For those of us who experienced classical music for the first time on television in the 1950s, Arturo Toscanini was our first conductor. No one in Italy can say that. Hindemith's living legacy resided at Yale when I arrived there as a freshman in 1963, the year he died. How extraordinary to think that I sang in his requiem mass that year when I, a kid from Long Island, learned who Hindemith was, and studied music with his colleagues in the Yale music department and not Berlin's Hochschule für Musik, where his music had been banned during World War II and dismissed after.
There is an important link between the story of Stravinsky and the Mariinsky, and the question, "Who is your favorite living composer?" -- the question that had the alarming answer: silence.
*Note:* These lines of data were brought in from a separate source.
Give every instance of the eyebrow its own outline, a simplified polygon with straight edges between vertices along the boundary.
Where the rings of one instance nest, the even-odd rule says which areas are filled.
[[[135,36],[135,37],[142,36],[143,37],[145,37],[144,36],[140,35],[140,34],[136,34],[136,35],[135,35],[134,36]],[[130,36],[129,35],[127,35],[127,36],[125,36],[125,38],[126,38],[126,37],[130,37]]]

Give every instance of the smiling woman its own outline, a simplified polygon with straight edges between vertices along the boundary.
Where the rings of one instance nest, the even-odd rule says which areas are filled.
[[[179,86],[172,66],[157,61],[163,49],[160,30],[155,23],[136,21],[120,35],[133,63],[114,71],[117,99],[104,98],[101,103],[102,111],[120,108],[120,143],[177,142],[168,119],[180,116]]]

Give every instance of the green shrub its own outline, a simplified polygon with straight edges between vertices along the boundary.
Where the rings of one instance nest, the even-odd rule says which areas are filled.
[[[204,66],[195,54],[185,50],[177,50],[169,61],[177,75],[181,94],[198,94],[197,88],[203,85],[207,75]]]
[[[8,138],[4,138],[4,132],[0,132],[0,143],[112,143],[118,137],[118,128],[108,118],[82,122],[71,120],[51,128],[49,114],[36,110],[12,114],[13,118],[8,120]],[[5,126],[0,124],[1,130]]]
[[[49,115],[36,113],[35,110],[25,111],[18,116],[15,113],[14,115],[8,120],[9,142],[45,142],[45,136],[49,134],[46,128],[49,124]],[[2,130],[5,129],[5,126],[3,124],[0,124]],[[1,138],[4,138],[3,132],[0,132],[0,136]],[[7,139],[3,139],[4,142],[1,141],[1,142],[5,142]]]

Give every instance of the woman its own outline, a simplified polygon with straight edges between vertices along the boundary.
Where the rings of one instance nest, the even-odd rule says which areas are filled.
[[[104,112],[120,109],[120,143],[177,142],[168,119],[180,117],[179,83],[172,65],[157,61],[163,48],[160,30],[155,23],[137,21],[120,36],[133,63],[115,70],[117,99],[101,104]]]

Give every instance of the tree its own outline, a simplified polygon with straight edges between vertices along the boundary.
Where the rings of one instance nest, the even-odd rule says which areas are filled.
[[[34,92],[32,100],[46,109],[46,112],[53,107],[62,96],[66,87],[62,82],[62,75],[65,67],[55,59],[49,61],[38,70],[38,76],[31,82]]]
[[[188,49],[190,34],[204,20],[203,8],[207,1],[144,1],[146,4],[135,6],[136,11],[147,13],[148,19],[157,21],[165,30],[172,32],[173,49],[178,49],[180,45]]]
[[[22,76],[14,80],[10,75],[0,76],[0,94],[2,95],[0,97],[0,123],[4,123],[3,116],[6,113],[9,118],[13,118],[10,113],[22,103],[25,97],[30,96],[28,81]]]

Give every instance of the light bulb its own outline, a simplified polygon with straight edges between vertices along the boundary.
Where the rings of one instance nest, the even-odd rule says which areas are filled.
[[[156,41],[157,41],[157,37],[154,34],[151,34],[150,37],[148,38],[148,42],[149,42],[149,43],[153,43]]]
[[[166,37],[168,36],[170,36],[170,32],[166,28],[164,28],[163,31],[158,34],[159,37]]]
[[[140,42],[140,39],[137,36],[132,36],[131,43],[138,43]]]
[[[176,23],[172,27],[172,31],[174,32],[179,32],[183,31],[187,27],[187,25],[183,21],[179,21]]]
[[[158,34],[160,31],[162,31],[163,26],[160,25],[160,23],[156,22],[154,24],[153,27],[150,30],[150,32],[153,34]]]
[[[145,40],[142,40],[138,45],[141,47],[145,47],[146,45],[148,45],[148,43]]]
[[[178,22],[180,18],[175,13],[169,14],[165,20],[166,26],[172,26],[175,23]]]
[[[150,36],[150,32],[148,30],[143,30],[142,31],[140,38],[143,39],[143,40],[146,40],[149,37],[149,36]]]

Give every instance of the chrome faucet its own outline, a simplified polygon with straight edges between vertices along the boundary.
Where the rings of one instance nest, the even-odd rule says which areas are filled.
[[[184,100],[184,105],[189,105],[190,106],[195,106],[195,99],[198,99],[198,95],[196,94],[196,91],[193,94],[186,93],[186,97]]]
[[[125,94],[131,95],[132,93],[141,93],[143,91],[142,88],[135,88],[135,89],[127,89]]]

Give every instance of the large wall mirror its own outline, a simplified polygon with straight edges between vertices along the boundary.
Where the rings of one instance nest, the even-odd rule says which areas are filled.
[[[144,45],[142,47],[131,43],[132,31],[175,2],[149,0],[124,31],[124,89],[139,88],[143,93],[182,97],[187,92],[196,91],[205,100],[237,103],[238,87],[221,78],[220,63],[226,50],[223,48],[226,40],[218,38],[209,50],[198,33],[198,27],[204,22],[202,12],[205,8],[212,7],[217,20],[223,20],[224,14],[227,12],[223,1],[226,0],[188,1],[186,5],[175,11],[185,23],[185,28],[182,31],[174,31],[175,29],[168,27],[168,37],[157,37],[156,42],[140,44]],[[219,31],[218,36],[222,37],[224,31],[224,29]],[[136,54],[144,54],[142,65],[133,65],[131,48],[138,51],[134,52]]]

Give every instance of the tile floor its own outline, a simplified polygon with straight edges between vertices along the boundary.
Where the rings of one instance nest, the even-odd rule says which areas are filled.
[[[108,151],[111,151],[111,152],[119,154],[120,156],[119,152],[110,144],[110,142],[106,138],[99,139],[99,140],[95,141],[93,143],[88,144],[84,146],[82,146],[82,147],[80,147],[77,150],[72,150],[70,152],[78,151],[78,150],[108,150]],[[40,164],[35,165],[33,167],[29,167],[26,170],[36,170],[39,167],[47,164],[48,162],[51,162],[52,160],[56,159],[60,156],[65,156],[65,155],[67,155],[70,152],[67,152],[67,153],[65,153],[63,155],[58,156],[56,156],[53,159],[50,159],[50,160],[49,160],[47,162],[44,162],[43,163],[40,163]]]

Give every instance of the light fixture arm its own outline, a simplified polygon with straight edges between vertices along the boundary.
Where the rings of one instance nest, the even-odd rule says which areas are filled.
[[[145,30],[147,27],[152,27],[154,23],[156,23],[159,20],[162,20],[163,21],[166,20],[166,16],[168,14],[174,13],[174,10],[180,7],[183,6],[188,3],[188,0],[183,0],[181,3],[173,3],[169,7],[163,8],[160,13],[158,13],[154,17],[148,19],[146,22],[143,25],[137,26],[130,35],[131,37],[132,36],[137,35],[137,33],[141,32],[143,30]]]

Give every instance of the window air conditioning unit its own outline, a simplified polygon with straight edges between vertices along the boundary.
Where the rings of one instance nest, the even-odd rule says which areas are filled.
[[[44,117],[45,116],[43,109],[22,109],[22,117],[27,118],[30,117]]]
The silence came from looking to Europe for the answer. The silence came from looking to the concert hall for the answer. It was to be found in neither place.
That silence was followed by an honest answer from teenagers: John Williams, who, at 80 years old, is a student of the refugee composers of Hollywood's Golden Age, and the émigrés who populated Los Angeles during World War II. When I last saw him he said, "John! Do you believe I am writing three scores right now?" Those score are to War Horse, The Adventures of Tintin and Lincoln.
What a precious thing is John Williams. Most of us can measure out our lives by what Williams was writing at various times during our lives. My son was born into the first Star Wars world of 1977. When we attended John's sixth Star Wars score together, he was 28 years old. It was a magnificent father-son moment for us.
This week we shall hear Lincoln, the third of the three scores written this year by a living and beloved composer. And it was this fact that made the eyes of those kids in the dining hall at UNCSA sparkle.
Indeed, they knew who was their favorite living composer.